Photo credit: Roger Harris

Massachusetts lawmakers introduced a law called the “Taylor Swift Bill” to ban dynamic pricing and force ticket companies to offer ticket price transparency.

State Representative Dan Carey (D) and State Senator John Velis (D) introduced identical bills entitled “A Bill Ensuring Transparent Ticket Pricing.” The bill requires all ticketing companies to disclose the final total cost of tickets, including fees and surcharges, before the ticket is selected for purchase.

“We heard from a lot of fans who were just frustrated with the ticketing process,” adds Rep. Dan Carey. “This would be a tool in the toolbox that would allow us to instantly know what the total price is, to see how much is in fees and how much is in ticket price.”
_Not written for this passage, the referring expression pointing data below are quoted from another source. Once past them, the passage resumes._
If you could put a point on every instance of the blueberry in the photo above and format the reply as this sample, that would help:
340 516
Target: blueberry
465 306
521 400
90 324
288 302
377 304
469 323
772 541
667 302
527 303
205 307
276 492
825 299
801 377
The bills are collectively dubbed the “Taylor Swift Act” after fans became frustrated buying tickets for the pop singer’s latest Eras tour. The bill directly targets Ticketmaster’s dynamic pricing model, which allows ticket prices to fluctuate widely based on demand. Some of the extreme examples Digital Music News has highlighted of this pricing model include Bruce Springsteen tickets, available for as little as $8 per seat in Oklahoma, or $800 in New York and New Jersey (the hometown the bosses).

It’s worth noting that these calculations also don’t account for junk fees charged by ticket providers like Ticketmaster. “It just makes the customer aware at the outset what the fees are, what percentage of what you’re paying is a fee, and what the ticket price is,” Carey continues.

“What this bill is, basically, is a consumer protection law” adds John Velis. “It allows people to know their budget when they buy these tickets and know that’s the amount they have to spend.”

Both bills have been forwarded to their respective chambers’ committees for consideration. While this is happening at the state level in Massachusetts, it underscores lawmakers’ increasing awareness of dynamic pricing and the issues it poses for fans who feel like they’re being taken away before they even buy tickets.